Clinicians Should Stay Proactive

Mental health services won’t be disrupted if they were prioritized in the first place. Since the beginning of the pandemic, clinicians should’ve been more proactive in monitoring the mental health of all their patients. People who got COVID-19, for instance, can also feel anxious, depressed, or even suicidal. Therefore, clinicians should screen them for those mental health issues.

They can monitor their patients’ mental health through telemedicine. Videoconferencing, for example, can support psychosocial services. However, clinicians should also consider any concern on their patients’ part. While telemedicine has been proven to work in treating mental health patients, some patients express worry about establishing rapport, privacy, safety, security, and tech limitations. As such, patients and clinicians should work together to reduce the barriers between them.

woman talking to psychiatrist

Community Outreach Programs

In the U.S., mental health providers and programs have organized food delivery services for vulnerable groups. They ensured the inclusion of mental health patients and everyone else with physical health concerns in their programs.

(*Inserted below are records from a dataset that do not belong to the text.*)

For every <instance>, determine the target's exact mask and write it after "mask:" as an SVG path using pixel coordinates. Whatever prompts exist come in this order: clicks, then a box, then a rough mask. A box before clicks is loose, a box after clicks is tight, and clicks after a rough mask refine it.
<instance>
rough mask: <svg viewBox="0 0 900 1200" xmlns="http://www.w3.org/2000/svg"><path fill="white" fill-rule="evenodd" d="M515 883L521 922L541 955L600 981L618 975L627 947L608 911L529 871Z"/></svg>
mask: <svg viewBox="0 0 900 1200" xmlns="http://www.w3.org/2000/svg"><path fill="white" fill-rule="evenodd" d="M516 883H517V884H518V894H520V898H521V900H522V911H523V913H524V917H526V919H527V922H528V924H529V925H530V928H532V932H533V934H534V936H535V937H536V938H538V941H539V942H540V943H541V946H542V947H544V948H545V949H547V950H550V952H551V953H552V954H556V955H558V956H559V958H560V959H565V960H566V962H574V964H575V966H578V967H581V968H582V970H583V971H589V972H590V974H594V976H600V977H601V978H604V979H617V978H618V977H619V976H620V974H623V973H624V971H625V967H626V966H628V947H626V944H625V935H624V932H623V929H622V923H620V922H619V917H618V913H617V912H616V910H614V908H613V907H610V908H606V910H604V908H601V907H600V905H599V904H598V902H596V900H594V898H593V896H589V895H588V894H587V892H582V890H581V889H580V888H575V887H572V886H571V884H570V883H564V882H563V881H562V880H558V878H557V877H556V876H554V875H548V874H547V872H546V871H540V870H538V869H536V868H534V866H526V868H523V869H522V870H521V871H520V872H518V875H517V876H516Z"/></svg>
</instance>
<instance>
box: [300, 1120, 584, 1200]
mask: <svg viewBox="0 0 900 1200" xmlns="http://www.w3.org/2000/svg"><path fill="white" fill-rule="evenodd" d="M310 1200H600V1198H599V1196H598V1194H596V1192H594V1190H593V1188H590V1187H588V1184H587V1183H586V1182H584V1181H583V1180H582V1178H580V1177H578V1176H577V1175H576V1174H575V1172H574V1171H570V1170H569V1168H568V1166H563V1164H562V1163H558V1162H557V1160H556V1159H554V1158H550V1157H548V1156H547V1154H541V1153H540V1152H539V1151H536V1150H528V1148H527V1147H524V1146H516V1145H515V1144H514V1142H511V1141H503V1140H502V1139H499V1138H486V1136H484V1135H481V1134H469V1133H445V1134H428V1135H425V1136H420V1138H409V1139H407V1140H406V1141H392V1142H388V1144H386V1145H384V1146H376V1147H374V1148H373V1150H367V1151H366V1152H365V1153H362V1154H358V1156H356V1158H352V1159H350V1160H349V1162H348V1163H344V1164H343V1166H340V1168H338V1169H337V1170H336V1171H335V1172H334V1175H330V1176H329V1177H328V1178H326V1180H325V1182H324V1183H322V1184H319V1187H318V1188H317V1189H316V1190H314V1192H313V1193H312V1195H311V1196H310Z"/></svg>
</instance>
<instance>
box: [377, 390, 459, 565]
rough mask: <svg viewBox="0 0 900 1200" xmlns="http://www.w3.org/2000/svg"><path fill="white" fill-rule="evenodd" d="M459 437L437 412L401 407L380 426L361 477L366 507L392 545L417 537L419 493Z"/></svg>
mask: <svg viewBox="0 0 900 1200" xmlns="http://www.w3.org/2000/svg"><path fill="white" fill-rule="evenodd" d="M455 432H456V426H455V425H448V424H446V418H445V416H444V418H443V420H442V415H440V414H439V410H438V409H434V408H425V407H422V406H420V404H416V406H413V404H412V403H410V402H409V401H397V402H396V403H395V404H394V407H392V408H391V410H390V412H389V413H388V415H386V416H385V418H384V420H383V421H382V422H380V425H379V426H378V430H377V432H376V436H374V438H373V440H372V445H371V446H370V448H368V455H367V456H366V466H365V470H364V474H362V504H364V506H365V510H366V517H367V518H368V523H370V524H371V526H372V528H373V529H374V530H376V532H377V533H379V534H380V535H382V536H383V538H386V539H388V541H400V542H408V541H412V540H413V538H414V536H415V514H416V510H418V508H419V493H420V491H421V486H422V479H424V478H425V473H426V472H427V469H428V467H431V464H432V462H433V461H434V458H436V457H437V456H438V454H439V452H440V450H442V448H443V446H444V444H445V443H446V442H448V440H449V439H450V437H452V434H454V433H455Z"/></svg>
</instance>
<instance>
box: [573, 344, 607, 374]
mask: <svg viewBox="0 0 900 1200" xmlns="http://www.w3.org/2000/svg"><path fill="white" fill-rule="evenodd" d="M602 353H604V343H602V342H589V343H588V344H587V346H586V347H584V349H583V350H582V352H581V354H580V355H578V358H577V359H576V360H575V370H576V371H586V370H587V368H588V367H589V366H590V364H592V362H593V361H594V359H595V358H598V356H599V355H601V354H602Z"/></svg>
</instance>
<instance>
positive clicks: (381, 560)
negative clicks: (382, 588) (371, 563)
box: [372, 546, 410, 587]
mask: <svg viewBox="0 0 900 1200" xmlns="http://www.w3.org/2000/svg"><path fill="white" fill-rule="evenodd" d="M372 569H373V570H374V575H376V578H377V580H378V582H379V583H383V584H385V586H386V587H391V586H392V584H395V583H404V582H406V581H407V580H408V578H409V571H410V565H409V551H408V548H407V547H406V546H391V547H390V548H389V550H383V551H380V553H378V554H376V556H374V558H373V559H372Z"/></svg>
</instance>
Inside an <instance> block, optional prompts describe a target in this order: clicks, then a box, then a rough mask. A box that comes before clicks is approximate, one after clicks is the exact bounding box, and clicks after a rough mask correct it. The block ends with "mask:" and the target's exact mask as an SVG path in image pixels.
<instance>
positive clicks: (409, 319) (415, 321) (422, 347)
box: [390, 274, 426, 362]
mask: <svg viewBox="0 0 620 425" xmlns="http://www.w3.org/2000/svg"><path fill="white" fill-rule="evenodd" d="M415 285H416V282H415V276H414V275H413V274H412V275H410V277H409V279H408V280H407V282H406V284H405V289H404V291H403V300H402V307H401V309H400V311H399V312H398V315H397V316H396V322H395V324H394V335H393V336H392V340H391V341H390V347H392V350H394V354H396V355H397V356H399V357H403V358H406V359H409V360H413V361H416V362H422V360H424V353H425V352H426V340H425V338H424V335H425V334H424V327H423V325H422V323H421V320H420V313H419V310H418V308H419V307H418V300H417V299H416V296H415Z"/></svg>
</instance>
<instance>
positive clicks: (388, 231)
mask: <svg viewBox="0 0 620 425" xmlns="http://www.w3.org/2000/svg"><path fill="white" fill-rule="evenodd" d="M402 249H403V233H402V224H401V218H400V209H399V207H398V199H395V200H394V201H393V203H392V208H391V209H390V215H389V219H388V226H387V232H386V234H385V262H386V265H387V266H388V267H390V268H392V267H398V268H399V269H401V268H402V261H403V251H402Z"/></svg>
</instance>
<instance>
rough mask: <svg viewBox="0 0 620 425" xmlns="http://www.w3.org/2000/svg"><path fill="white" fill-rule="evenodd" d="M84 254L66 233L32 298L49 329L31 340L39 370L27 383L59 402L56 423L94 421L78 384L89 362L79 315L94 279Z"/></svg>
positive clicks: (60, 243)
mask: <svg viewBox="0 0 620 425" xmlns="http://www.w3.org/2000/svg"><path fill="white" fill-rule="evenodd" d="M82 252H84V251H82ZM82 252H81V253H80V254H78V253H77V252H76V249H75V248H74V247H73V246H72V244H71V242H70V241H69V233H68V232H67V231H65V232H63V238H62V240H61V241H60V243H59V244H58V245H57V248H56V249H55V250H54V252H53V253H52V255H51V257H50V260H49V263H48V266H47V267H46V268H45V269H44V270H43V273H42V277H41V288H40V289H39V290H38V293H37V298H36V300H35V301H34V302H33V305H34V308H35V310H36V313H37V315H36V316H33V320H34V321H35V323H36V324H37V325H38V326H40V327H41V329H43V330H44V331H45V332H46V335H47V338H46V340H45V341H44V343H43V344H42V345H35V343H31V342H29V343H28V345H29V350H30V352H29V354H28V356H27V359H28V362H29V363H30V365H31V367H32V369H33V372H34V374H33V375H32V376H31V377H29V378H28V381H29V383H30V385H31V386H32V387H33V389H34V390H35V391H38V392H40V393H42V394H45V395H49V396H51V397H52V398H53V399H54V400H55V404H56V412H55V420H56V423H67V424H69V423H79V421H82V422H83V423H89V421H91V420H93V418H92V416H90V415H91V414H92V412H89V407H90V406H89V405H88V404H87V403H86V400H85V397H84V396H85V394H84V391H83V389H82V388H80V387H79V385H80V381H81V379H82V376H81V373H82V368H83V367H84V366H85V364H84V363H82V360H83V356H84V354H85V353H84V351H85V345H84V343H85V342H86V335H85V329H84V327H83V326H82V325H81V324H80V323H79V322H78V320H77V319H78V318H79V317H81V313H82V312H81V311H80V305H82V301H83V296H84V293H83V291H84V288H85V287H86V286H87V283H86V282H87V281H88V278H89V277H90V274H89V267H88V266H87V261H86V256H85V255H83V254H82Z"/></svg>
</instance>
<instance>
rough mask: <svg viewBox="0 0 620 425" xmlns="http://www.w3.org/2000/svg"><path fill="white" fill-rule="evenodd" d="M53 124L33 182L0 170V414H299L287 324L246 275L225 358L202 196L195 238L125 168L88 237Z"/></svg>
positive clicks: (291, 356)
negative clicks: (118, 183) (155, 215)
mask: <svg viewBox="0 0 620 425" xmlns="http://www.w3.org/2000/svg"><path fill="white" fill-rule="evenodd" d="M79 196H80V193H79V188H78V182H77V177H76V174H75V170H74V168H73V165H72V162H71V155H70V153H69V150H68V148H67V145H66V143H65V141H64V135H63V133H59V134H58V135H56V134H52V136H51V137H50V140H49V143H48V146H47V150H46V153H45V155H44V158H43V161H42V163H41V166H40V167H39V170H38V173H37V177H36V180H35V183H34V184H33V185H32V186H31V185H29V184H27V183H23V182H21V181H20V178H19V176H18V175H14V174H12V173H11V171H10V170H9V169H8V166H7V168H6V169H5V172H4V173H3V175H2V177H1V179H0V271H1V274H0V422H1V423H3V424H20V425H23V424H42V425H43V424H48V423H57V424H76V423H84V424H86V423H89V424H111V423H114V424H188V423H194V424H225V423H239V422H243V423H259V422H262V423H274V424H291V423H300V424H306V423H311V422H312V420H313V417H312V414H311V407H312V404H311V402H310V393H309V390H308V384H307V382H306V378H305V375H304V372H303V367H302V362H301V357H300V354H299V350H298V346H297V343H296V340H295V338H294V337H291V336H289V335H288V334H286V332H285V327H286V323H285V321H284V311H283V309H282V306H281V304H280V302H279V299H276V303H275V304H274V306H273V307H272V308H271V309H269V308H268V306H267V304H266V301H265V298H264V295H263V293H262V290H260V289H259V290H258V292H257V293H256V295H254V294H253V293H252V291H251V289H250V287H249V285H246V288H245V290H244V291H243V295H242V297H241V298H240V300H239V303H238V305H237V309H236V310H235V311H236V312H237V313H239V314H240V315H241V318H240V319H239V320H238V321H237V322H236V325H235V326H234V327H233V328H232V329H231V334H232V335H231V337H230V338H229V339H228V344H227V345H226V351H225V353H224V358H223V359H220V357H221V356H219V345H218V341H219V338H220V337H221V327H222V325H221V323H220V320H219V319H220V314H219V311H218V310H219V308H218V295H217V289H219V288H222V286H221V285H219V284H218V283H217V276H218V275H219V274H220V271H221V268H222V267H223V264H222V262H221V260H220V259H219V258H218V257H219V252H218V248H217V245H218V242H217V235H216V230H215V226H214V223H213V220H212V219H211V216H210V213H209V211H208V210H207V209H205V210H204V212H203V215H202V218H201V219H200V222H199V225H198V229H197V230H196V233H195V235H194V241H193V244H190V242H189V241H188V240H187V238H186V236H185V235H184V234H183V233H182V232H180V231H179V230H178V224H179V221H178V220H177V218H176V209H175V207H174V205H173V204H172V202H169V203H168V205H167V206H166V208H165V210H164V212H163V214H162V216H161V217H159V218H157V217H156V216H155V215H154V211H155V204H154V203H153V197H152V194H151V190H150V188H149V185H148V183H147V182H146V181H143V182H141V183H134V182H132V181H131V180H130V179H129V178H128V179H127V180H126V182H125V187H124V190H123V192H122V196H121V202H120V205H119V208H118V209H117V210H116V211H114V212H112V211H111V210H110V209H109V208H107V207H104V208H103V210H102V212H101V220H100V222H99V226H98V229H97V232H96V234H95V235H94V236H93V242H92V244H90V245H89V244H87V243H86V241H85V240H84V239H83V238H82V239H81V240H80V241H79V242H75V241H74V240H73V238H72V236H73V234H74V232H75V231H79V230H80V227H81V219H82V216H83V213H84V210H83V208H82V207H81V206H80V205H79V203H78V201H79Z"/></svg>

Agencies supporting mental health patients can mobilize their social support networks and reach local communities where people with mental health issues don’t receive care. Their programs can encourage those in need to seek professional help for their mental health problems.

Provide Resources for Home-bound Patients

Some people taking mental health medications boost their treatments by going on wellness retreats. But since those kinds of facilities are likely closed, they have no other choice but to stay at home. For someone with unstable mental health, being home-bound can trigger symptoms, especially if they’re isolated. Hence, their therapists can give them resources to allow their mental health to stay balanced.

Resources can go from books to videos to online counseling. The key is for therapists to find ways to consistently monitor their patients, especially the extra vulnerable ones.

Teach Patients About Triggers and Boundaries

When counseling can’t proceed as normal, counselors or therapists should exercise more effort in teaching their patients about triggers and boundaries. For example, if a patient lives with someone who often triggers their symptoms, they should know how to stop their triggers before they even feel them. This would help them stay stable even in an environment where a mental breakdown is likely.

Triggers are like red flags. They’re the objects, situations, or people that can encourage a mental health episode. Patients need to be aware of the red flags in their physical environment to manage their symptoms. They can do this by setting boundaries, which will allow them to retreat to their comfort zones during stressful events.

Protect Mental Health Professionals

Mental health patients can’t receive care if their doctors are unavailable. So mental health professionals should also be protected against COVID-19 and its mental health impacts. Like doctors in the intensive care unit or emergency room, they should also wear full PPE when interacting with patients.

They should also get resources that will keep them mentally balanced. The pandemic is a critical time for both patients and doctors, so neither should receive more care than the other. Both mental health patients and professionals should have their well-being constantly monitored during this period.